Planes, Trains, and Automobiles
The Contrarian
By: Katherine Post
10.3.1997

At the end of September, the multi-billion dollar program authorizing federal spending on transportation projects expired after six years. Known inside the Beltway as “ice tea,” the Intermodal Surface Transportation Efficiency Act (ISTEA) is the Mecca of all bills for transportation lobbyists. A few months ago, it seemed things would proceed according to the standard pork process. Then a funny thing happened. A few members of Congress, led by Senator McConnell (R-KY) and Representatives Canady (R-Fla.) and Hutchinson (R-Ark.), introduced a bill that would actually comply with the Equal Protection Clause and recent Supreme Court precedent. It seems these members chose to take their oaths to uphold the U.S. Constitution seriously.
The U.S. Supreme Court ruled that blanket affirmative action programs that grant preferences to contractors based on race or sex are unconstitutional, clarifying that such programs must be narrowly tailored to meet a specific and compelling state interest. The old ISTEA law contains a provision that mandates at least 10 percent of the contract dollars in ISTEA projects (which covers everything from highway maintenance to mass transit) go to businesses designated as Disadvantaged Business Enterprises (DBEs). This is where the set-aside shenanigans start.
An inquiry into what it means to be a DBE refers one to the Small Business Act. According to the SBA, to qualify as a DBE, you must meet two requirements: you must be economically and socially disadvantaged. The economic threshold is straightforward, though perhaps ripe for subterfuge; a business owner must have less than $750,000 in assets, not including those he may have invested in the business. More troubling is the second provision, the socially disadvantaged component.
It turns out that if you fall into one of almost any ethnic or racial category you can think of – except white – or you’re a female, you are presumed socially disadvantaged. Administrators at the Department of Transportation and the SBA are quick to reassure that if one does not fall into a listed category, individuals are welcome to come before state contracting agencies and present a case of personal historic disadvantage. Protests of open-mindedness aside, backdoor acceptance to DBE status is extremely rare. This statute-buried trail to the real and divisive facts of the program is typical of all affirmative action programs – the devil is always in the details.

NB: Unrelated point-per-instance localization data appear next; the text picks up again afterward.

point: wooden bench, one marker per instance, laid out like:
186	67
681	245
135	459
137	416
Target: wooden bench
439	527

The presumption of social disadvantage based on race and sex is the same mentality that gave us two-tiered admissions systems at state universities. It’s also the very principle that the Supreme Court ruled a violation of the Constitution’s Equal Protection Clause in Adarand. For if one group is favored over another – all rhetorical flourishes aside – we violate a fundamental moral principle, and real people get hurt. As Ward Connerly often says, moral principle trumps social idealism every time.

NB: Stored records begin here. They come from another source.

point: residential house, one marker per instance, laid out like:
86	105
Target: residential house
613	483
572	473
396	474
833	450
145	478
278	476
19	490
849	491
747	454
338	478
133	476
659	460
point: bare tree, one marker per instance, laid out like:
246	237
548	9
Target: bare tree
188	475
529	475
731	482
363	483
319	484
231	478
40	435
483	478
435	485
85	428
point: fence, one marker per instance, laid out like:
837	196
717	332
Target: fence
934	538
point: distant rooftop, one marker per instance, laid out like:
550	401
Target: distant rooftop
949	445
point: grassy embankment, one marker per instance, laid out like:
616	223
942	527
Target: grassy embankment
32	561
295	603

Debate in the Senate over ISTEA is slated to begin October 7, and Senator McConnell will introduce an amendment to strike the 10 percent set aside. He will hear cries of “foul” from groups like WomenFirst (a consortium of women-owned businesses in the highway and transit industries who are apparently afraid to compete in an open market process where the lowest bid prevails). Remember, all of us as taxpayers – men and women – are the ones paying when a contract goes to a higher bid. But Senator McConnell should prevail, because this amendment is not ultimately about guardrails or contract dollars. It is about how we want to define ourselves as Americans. The Senator is right to move us back to the principles of individual rights established by the U.S. Constitution.